Depuis 2003, Hamide Canolli – originaire d’Albanie – s’occupe de l’ASBL Dora Dorës à Huy. Arrivée dans la ville en 1999, elle réalise rapidement que les albanophones n’ont pas bonne réputation dans la région. Qu’à cela ne tienne, elle se lance dans le projet de changer cette image négative, projet qui deviendra Dora Dorës, un lieu de ressources, de formation et de solidarité pour les personnes issues de l’immigration qui compte pas moins de 30 nationalités.

Sa manière de procéder ? S’adresser aux femmes et les aider à se trouver une place dans la société, à y participer et à y vivre ensemble. Si le projet débute d’abord par les albanophones, très vite Hamide se rend compte des similarités qui existent entre les parcours migratoires et l’ASBL propose son aide à qui le souhaite. On retrouve parmi les personnes qui sollicitent Dora Dorës des demandeurs d’asile récents, tout comme des personnes installées depuis très longtemps dans le coin, hommes, femmes, originaires du Moyen-Orient, d’Asie ou d’Amérique latine.

 

Dora Dorës démontre au quotidien, par ses très nombreuses initiatives, que la peur et le rejet de l’autre ne sont pas une fatalité, mais qu’au contraire, l’immigration est une formidable source de richesses et d’échanges. Construire des ponts entre les communautés a bien plus de sens que d’ériger des murs, et cette association y œuvre remarquablement.

Rodrigue Demeuse

Co-président, Régionale Ecolo Huy-Waremme

 

Aujourd’hui, l’association est soutenue par la ville et reçoit des subsides pour donner des cours de français langue étrangère. Elle propose aussi un « service » d’aide aux devoirs, rapidement victime de son succès. D’un ou deux enfants au début, le bouche à oreille a porté ses fruits et le cours est souvent complet malgré l’absence totale de publicité. Dora Dorës aide aussi les apprenants dans leurs contacts avec les institutions pour aider avec les démarches administratives (conseils ou traduction).

Dora dores c’est donner la main.
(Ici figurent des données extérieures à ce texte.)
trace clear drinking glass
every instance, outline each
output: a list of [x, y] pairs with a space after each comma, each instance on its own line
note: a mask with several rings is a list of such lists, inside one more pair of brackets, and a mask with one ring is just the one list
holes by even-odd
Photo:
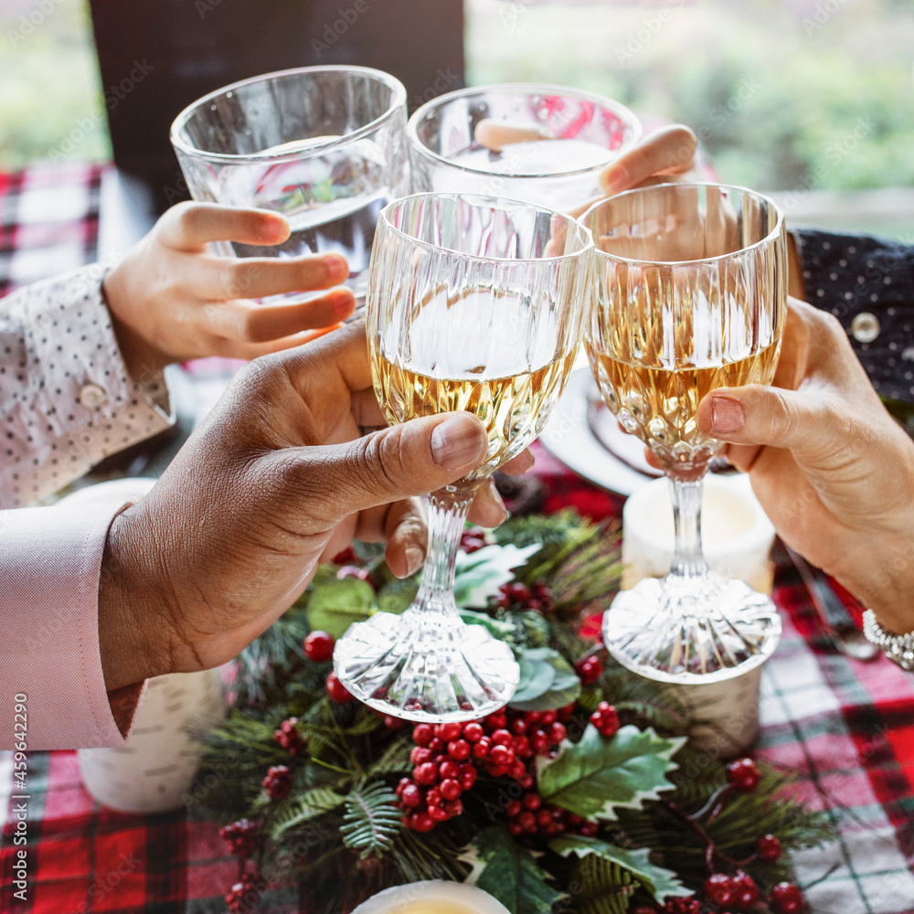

C’est une alliance, c’est être à l’égal.

Parmi les nombreux autres apports de Dora Dorës, on retrouve pêle-mêle :

  • Un service d’insertion sociale et professionnelle (comment postuler, comment rédiger son CV, contacter le forem)
  • La mise en place du parcours d’intégration via la formation obligatoire « vivre en Belgique »
  • « L’heure du thé » : chaque dernier jeudi du mois, un moment de rencontre au carrefour des cultures, autour d’une tasse de thé, de petits plats sucrés salés apportés par les participants et de la découverte d’un pays ou d’une coutume.
  • Des conférences, débats, expositions, etc.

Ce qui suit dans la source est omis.